Figura2. Nati per ondate di epidemia Covid19 e ripartizione geografica. Variazioni percentuali anno 2020 rispetto agli stessi periodi del 2019

Fonte: Istat, La dinamica demografica durante la pandemia Covid19

In questo contesto, è da valutare positivamente l’imminente istituzione dell'Assegno universale e unico per i figli (Auuf). Eliminando una molteplicità di prestazioni, differenziate e talvolta temporanee, la nuova regolamentazione dovrebbe garantire uguaglianza di trattamento per tutti i figli, a prescindere dalla condizione professionale o non professionale dei genitori, stabilità di regole e facilità di comunicazione. Il volume di risorse destinate dovrebbe passare dagli attuali 14 miliardi di euro a 20 miliardi, peraltro insufficienti a garantire i “250 euro al mese” annunciati dal presidente del consiglio Mario Draghi e sostanzialmente equivalenti al kindergeld tedesco. A differenza di quest’ultimo, il ddl 1892 del Senato ne prevede non solo il carattere universale, ma anche progressivo, commisurato all’Isee, riferito non solo ai redditi, ma anche al patrimonio del nucleo familiare.

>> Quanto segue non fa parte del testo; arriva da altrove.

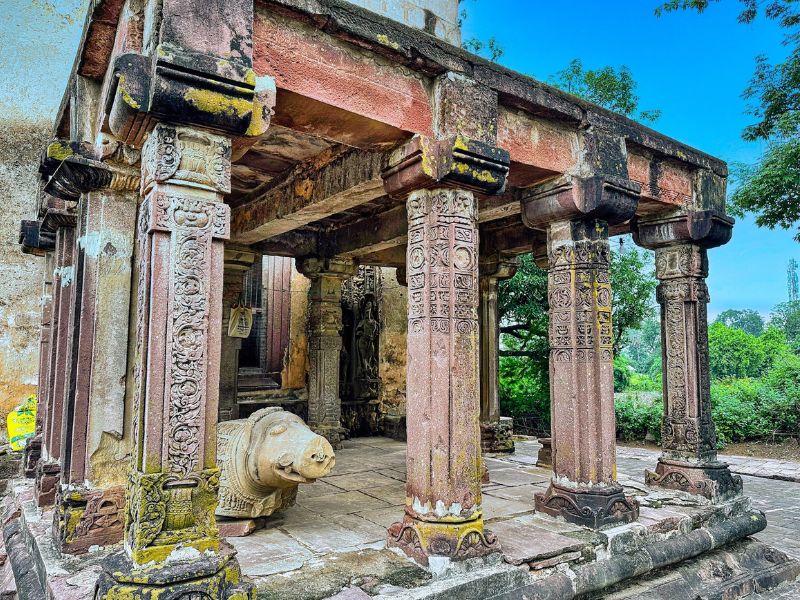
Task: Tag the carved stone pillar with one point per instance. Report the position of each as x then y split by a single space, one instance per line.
237 262
443 513
48 469
496 434
325 343
443 516
688 460
174 479
584 489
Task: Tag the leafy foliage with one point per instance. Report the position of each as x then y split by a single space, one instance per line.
747 320
770 188
614 89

Difficilmente se ne potranno misurare gli effetti nel breve periodo, tenendo conto anche del fatto che l’occupazione delle donne sta vivendo una forte contrazione, e come ormai ben sappiamo rappresenta un necessario prerequisito per la libera scelta della maternità. La mancata considerazione del disincentivo che potrebbe rappresentare la misura dell’assegno all’offerta di lavoro del cosiddetto second earner (spesso, anche se non sempre, la madre) non depone a favore di un generale effetto positivo, sia per la manifestazione dell’offerta di lavoro, sia per la scelta della maternità.

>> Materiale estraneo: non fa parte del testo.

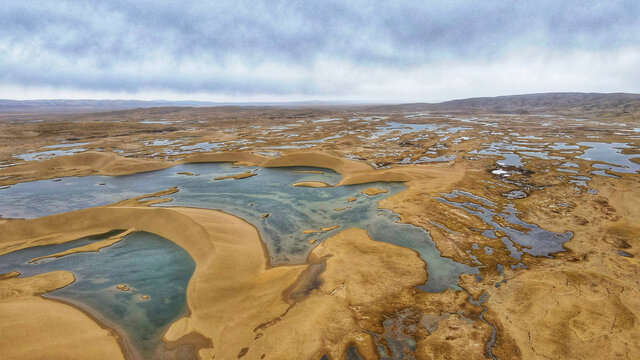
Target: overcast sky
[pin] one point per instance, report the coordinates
(273, 50)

L’esperienza francese, paese europeo che ha ottenuto i maggiori successi in questa direzione, ci suggerisce che solo una politica duratura e paziente, confermata nel tempo da governi di diverso orientamento, e sorretta da un generale consenso, può aspettarsi di ottenere qualche risultato. Abbiamo bisogno di un politica che sostenga le libere scelte di tutte le donne.

Note

[1] Istituto superiore di sanità, Epidemia Covid-19, aggiornamento nazionale, 26 marzo 2021. Tab. 5 per la popolazione generale e Tab.6 per i sanitari.

[2] Gian Carlo Blangiardo, intervento al seminario Vertenza futuro della Fondazione Sapienza (dal minuto 24 a 34).

[4] L’impatto della pandemia di Covid19 su natalità e condizione delle nuove generazioni. Primo rapporto del Gruppo di esperti “Demografia e Covid-19”.